WASHINGTON - Congress recently approved another $150 million payout to the Washington Metropolitan Area Transit Authority to improve the aging rail system - part of 1.5 billion dollars that will come to Metro over 10 years in the wake of 2009's deadly Red Line crash.
The chairwoman of the National Transportation Safety Board says she's impressed with the progress that Metro has made regarding safety since the Red Line crash took nine lives.
"They really were tone-deaf when it came to safety," Debbie Hersman says of the Metro board in 2009, adding that that board didn't even have safety of the operations in their mission statement.
Since then, she says, a new board has taken over that has been "extremely responsive to NTSB recommendations." Among the changes Hersman cites are improved crash protection as well as data recorders that can inform officials of what really happened during an accident.

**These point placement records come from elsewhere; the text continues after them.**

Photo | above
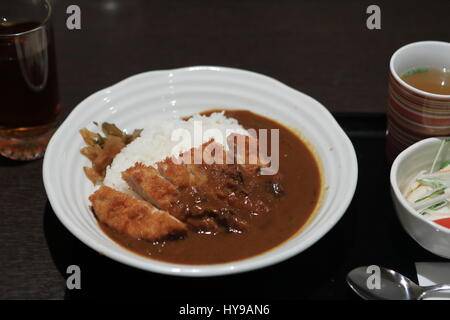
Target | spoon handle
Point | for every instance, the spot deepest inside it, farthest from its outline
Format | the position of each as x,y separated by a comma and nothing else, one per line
433,289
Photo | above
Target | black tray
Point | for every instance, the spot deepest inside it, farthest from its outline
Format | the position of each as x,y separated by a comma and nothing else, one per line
369,233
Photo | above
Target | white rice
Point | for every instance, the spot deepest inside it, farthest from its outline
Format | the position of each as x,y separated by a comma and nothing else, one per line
156,143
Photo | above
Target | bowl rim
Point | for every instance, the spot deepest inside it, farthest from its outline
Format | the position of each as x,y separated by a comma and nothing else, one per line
402,82
238,266
398,194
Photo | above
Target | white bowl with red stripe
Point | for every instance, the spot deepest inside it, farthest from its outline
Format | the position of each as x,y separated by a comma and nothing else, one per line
432,236
159,95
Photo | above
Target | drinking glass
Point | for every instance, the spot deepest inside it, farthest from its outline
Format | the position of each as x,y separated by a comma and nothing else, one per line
29,100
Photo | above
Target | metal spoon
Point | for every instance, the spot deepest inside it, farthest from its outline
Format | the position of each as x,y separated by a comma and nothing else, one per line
392,286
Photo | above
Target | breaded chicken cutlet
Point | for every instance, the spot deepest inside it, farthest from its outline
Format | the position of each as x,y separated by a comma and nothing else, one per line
133,217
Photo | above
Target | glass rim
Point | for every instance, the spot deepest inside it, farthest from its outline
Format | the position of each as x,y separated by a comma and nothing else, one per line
41,24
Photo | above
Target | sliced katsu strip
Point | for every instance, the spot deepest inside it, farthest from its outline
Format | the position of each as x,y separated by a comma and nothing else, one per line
133,217
148,183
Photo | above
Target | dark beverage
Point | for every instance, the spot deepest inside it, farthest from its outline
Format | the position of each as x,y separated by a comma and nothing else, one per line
29,102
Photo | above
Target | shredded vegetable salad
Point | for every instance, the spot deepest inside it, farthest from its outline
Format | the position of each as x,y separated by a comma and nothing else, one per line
429,191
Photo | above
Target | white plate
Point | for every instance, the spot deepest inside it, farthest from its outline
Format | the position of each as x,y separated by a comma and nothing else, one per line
153,96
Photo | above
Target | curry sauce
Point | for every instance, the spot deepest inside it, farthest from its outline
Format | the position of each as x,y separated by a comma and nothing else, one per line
298,176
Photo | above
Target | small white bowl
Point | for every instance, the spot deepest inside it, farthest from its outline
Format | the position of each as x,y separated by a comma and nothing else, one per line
419,156
158,95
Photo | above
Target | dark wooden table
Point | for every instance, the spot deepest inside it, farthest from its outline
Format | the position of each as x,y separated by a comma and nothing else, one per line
322,48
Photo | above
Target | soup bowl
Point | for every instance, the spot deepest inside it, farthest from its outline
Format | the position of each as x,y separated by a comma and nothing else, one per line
155,96
430,235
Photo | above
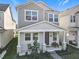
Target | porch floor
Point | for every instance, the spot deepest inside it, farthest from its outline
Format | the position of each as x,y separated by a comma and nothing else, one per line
51,49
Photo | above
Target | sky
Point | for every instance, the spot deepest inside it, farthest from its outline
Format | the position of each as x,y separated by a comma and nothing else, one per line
59,5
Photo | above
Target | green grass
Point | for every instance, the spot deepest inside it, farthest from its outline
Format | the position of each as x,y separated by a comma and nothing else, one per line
11,52
70,53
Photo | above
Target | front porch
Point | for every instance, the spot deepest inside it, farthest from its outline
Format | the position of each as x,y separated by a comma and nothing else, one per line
47,34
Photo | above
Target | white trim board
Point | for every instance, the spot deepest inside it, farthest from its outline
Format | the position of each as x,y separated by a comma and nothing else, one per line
42,30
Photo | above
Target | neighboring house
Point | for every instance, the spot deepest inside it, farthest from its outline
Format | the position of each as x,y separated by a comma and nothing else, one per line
36,20
7,25
69,20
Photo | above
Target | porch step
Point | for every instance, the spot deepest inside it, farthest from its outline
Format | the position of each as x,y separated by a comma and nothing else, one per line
51,49
55,55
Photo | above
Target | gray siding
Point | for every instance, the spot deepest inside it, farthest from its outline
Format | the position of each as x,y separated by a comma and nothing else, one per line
1,19
42,14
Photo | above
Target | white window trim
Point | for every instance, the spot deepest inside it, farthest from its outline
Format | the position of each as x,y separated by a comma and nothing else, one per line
31,14
72,19
53,18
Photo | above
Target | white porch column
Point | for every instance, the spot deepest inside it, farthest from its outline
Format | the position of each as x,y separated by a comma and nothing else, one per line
78,38
64,41
58,37
18,46
32,39
44,45
18,38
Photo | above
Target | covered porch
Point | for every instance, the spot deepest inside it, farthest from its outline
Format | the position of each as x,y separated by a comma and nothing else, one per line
47,34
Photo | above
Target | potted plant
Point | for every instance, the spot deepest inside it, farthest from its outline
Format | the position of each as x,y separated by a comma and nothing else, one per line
54,44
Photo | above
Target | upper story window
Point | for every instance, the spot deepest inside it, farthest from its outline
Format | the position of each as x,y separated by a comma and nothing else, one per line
27,36
72,19
53,18
31,15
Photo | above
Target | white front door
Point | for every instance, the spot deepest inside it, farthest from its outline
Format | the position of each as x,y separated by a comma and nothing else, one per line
52,37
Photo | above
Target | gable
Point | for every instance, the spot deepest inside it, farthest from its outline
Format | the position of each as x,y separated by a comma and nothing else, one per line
30,5
43,5
41,26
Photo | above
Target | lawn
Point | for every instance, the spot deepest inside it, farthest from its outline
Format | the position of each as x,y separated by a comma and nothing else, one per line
70,53
11,52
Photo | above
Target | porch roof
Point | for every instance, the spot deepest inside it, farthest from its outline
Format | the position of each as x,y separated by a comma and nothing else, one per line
43,26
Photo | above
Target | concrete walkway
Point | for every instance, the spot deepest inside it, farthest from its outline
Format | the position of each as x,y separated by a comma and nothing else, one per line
55,55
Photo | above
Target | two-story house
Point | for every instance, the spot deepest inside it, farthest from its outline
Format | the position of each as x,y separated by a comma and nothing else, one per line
69,20
36,20
7,25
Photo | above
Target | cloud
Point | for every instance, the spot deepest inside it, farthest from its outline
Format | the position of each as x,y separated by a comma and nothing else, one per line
14,2
63,2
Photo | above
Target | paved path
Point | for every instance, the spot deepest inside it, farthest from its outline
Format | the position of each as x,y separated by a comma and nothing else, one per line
55,55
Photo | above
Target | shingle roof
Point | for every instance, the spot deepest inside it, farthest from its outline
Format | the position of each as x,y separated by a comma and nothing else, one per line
3,7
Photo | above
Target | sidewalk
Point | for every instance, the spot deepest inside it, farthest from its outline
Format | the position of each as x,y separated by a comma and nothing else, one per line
55,55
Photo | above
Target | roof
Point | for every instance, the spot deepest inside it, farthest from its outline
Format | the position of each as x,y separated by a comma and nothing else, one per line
43,5
3,7
43,26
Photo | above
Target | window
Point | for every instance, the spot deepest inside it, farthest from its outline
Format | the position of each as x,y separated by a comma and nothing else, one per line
31,15
54,36
53,18
72,19
35,36
50,17
27,36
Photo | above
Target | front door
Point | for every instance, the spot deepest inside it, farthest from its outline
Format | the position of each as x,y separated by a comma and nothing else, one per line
47,38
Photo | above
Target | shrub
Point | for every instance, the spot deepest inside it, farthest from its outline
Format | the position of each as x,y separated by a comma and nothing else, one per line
54,44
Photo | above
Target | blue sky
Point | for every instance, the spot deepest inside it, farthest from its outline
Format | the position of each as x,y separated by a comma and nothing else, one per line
59,5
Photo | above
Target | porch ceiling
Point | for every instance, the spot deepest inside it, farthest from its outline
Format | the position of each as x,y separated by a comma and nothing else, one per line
43,26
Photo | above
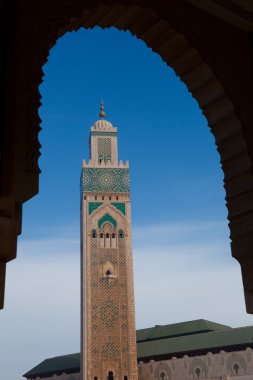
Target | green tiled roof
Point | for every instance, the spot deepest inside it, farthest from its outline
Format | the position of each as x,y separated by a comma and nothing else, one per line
163,341
179,329
58,364
199,342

She also praised a test program that allows employees to report safety concerns without fear of reprisal, and says she'd like to see it become permanent.
Other changes Hersman says she wants to see going forward include the new rail cars that are on the way. "Today we know a lot more about surviving crashes" than in the 1970s, when most of the present cars were built, and she hopes the entire fleet will soon be replaced.
"They clearly have a lot of work that still needs to be done," Hersman says of Metro, "but they're working very hard to do it."